Unlicensed builder used forged counsel consent

An unlicensed builder has admitted doing alterations on a Riccarton house and using forged documents relating to the building consents.

Travis Jansen, of Old School Builders (Christchurch) Ltd, told the property owners that the Christchurch City Council was “a pain to deal with”.

When one of the owners said she wanted the process to be undertaken properly, Jansen said he had a friend in the council who could help in having the necessary consents processed quickly.

Jansen pleaded guilty before Judge David Ruth in the Christchurch District Court to charges of carrying out restricted building work when he was not licensed, doing work without a building consent, using a forged document, and using a forged document to get a financial advantage.

Judge Ruth remanded him at large – no bail was required – for sentencing on August 3. He asked for an assessment of his suitability for home or community detention, and referred the case for a possible restorative justice meeting with the owners.

Jansen was living at Rolleston at the time he was charged. The court was told yesterday that he was now living in Masterton and working in Wanganui.

Christchurch City Council prosecutor Sean Mallett said the house owners engaged him to renovate their kitchen, remove an internal wall, and install a beam into the roof of the house in Pururi Street, Riccarton.

The owners received a bill which included $1436 for “council costs”, referring to the acquisition of the building consent. Jansen showed the owners the building consent documents which were on Christchurch City Council letterhead.

No building consent had been applied for or issued. The invoice was paid in full.

Another $15,000 invoice for the building work was also paid in May 2017.

The work was then done on the house. A building consent was required, but none had been applied for or issued. Jansen was not a licensed builder and was not under the supervision of a practitioner with a licence.

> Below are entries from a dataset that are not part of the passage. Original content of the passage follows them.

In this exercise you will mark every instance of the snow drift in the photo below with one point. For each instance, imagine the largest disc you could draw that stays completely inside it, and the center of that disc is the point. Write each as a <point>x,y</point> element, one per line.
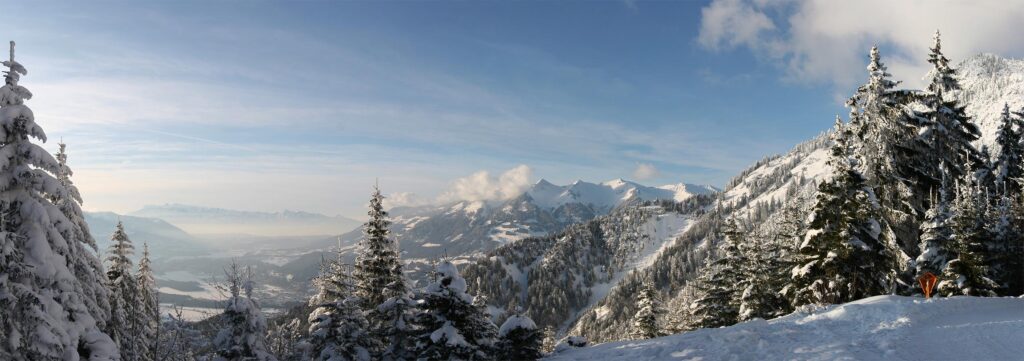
<point>887,327</point>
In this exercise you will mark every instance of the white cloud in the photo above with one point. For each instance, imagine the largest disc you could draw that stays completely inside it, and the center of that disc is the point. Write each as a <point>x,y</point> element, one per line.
<point>404,199</point>
<point>482,186</point>
<point>727,24</point>
<point>645,171</point>
<point>827,41</point>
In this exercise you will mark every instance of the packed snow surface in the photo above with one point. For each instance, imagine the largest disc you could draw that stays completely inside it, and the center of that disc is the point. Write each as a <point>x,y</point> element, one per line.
<point>884,327</point>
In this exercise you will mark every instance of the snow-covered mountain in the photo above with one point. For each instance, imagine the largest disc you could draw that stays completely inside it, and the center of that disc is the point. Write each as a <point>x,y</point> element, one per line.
<point>608,194</point>
<point>465,228</point>
<point>556,276</point>
<point>203,220</point>
<point>989,81</point>
<point>165,239</point>
<point>757,194</point>
<point>883,327</point>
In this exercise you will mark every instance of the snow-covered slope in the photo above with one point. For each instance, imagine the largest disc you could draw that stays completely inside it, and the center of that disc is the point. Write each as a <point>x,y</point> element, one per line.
<point>465,228</point>
<point>607,195</point>
<point>988,82</point>
<point>204,220</point>
<point>557,276</point>
<point>165,239</point>
<point>884,327</point>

In June 2017, he told the owners that a council inspector had been on site for an hour-and-a-half and the building had passed the inspection.

That same night, the owners noticed problems with the gib board Jansen had installed. They asked him to redo that work, but there was no response.

Three days later, the owner said her father would complete the rest of the work and asking for Jansen to send an itemised list of materials and labour so that she could organise a refund for the remaining work. Jansen sent this through, but said he was still owed $3239.

He emailed through a Code of Compliance Certificate, but it was forged and had not been issued by the council.

Mr Mallett said Old School Builders was removed from the Companies Register on June 20, 2017.

He said Jansen had not responded to a request by the council for an interview.